The danger is when both parties lack the insight to see that they are really using each other. They go on to get married, and then eventually the attention they used to show each other out of unspoken and unrecognised necessity must be directed towards the children, and then they wonder what went wrong because each person feels deprived of attention from the other. In fact, nothing went wrong because it wasn’t right to begin with.
You see, neither person in the above example is capable of love because their relationships with other people are driven by getting rather than giving. Eventually something has to give, and in the context of this thread, that often and sadly means separation.
It’s a bit like an example l heard about piety. A person can attend daily Mass, say the Rosary daily, go to frequent Confession, and yet habitually fly off the handle at their neighbour for the smallest thing. How is such a thing possible? Probably because piety to that person is what a bottle of alcohol, a hit of heroin, a packet of cigarettes, or the attention garnered from wearing immodest clothes is to another: a temporary distraction from some form of pain, incurred either during their childhood or during their adult life, which the person never really confronts. The pain becomes buried, it simmers, and then it takes a hold of the person in other ways which leaves them painfully and, if left unresolved or untreated, permanently mystified. Often, though, people just resign their identity to their pain without ever acknowledging it. They might even say that’s how God made them when in fact it could be how they made themselves or allowed themselves to become.
In the case of a husband and wife, well, when the temporary hits of spousal affection wear off, enter alcohol addiction, enter adultery, you name it. The other person has become like a bottle of beer, but unlike a beer, a human being cannot be thrown away, cannot be consumed at leisure and to excess whenever the need arises. What happens when their partner becomes seriously ill or depressed?

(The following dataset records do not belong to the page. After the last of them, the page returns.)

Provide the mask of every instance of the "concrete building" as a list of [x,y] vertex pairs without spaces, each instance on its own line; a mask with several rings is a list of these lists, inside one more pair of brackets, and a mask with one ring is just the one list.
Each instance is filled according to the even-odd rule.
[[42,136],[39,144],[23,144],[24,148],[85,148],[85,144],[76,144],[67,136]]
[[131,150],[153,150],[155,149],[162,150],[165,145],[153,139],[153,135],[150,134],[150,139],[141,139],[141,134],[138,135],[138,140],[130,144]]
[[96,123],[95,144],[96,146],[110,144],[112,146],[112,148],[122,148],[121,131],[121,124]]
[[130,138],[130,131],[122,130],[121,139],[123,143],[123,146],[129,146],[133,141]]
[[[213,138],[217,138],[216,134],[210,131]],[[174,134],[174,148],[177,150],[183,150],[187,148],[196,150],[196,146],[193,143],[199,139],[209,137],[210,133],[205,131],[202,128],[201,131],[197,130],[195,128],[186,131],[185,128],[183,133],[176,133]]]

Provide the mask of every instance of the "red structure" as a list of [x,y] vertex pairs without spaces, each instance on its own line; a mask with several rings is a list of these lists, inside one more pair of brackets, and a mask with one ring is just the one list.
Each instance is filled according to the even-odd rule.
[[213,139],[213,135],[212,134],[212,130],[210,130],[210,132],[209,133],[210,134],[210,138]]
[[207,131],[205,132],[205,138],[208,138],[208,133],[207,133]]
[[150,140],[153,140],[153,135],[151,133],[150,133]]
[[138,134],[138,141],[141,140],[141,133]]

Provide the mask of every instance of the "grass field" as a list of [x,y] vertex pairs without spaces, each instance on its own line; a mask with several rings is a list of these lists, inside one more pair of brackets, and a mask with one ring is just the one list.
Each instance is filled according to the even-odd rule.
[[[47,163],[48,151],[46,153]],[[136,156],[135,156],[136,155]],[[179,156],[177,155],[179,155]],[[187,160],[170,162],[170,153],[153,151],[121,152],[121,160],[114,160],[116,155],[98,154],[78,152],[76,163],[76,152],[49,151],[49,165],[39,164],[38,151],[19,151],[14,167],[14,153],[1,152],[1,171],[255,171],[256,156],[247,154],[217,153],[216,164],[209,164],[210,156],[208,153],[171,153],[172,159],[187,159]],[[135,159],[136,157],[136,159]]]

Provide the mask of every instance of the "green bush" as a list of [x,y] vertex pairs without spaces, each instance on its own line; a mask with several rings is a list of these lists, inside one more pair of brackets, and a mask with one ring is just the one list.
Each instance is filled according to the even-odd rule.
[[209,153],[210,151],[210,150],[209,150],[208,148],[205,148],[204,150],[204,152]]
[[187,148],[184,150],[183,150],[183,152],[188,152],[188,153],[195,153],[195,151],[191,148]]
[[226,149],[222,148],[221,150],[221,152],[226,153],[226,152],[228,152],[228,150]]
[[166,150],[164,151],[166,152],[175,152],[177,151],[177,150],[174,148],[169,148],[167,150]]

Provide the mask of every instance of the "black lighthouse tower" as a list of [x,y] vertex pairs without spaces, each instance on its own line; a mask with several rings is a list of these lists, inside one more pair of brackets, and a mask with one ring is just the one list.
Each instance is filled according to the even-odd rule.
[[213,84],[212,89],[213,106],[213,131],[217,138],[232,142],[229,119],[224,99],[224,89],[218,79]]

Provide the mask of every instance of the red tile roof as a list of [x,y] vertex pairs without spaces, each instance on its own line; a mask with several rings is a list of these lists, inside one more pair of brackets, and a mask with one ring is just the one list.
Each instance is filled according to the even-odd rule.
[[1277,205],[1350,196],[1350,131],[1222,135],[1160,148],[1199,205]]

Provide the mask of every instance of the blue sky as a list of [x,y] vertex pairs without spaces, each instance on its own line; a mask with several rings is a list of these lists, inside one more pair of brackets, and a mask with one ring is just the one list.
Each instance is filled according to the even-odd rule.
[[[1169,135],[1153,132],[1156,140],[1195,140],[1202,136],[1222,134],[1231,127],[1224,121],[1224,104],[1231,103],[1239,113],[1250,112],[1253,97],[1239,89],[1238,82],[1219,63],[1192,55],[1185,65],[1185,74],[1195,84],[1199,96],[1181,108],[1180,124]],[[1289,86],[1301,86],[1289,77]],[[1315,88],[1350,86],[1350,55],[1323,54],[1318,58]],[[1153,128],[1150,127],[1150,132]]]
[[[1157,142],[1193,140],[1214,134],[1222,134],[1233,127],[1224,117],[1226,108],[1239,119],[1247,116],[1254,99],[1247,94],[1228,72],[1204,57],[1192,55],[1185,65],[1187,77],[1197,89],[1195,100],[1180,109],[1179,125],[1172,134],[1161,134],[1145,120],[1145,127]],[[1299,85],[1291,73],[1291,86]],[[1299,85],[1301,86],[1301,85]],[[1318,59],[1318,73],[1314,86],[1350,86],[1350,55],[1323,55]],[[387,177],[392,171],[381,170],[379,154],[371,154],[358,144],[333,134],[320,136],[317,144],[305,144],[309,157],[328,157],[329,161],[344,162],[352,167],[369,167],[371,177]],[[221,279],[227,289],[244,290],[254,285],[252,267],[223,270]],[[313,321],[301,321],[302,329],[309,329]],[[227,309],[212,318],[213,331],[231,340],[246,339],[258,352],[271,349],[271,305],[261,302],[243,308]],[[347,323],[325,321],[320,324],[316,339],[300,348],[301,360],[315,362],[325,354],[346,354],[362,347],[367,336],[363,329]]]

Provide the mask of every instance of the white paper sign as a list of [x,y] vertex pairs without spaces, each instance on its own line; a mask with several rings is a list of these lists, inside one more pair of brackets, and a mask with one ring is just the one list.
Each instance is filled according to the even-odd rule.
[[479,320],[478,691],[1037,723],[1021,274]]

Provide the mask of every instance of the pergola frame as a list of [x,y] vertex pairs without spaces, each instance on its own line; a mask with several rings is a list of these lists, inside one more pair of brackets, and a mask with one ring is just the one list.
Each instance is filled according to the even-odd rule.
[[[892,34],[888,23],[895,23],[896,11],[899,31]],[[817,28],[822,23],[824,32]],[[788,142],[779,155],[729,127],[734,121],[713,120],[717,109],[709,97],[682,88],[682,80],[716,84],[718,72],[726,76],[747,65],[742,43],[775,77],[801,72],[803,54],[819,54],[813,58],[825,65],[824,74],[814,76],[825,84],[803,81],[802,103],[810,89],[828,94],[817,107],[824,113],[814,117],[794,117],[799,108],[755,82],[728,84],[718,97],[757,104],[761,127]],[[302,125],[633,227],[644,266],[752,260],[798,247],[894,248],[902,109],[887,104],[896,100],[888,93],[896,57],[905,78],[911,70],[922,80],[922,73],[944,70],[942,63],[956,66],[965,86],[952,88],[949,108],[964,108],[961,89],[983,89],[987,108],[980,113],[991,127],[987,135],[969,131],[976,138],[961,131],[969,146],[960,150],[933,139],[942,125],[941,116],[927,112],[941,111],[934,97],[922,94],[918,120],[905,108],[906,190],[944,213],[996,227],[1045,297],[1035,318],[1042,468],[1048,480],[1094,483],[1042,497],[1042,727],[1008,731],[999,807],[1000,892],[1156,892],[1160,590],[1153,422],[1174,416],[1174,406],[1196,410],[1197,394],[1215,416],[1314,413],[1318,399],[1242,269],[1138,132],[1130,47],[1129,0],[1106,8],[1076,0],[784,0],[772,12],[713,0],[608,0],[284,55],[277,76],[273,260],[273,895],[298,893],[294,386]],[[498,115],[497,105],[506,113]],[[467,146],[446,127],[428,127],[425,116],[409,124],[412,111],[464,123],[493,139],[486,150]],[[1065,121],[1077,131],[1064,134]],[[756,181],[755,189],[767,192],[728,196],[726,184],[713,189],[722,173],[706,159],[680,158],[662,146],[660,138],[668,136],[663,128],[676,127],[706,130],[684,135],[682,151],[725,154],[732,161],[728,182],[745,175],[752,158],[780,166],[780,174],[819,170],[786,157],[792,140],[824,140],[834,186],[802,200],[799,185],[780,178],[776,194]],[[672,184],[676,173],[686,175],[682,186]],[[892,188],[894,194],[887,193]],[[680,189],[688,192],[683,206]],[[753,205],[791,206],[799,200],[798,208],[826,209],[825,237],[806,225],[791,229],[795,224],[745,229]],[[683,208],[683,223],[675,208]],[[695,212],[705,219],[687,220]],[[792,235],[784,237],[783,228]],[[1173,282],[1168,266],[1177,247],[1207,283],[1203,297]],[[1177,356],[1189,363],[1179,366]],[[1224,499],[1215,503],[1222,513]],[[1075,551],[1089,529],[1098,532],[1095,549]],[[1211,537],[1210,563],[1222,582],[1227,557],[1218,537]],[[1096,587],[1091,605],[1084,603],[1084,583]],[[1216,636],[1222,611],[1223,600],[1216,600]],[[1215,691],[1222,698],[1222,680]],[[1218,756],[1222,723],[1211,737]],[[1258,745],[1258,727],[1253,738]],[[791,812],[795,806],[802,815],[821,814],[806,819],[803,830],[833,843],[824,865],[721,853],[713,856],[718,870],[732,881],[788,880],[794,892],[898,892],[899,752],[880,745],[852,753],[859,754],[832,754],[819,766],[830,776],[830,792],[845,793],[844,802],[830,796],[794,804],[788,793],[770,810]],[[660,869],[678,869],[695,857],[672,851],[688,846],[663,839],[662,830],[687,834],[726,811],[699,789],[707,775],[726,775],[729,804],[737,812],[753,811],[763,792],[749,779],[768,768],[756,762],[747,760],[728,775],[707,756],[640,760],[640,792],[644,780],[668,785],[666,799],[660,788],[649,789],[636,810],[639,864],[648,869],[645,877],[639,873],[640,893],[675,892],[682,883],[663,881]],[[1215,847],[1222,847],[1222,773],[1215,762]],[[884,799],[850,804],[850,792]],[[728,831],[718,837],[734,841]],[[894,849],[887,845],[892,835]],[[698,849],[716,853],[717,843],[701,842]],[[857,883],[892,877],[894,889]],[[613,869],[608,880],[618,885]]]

This is just one example. I could give many others. My point being, and it’s a pretty simple one, is that instead of turning to God when they should, people turn to each other for fulfillment. It might work for a while, but it’s not sustainable, and by the time either person realises what’s gonig on, the damage has already been done. They turn to God at the end rather than at the beginning.
I hope my post shows a few possible consequences of that.
When people talk about being “whole”, they are simply talking about what makes them tick, what drives them. Unfortunately, secular culture encourages people to draw all of their strength from within, and to base all of their value on what they can provide and possess. The problem comes about when a person goes through hard times, as we have already seen, since everything they’ve based their life on and around is in pieces. Faith and trust in God is replaced by consumerism, careerism and exploitation that is cleverly rebadged as some kind of spirituality. But enough of that tangent.
What we need to do is to examine who we are, in a psychological or natural sense, in the context of what we are in a supernatural sense.
I don’t think l’m saying anything unreasonable or heretical here.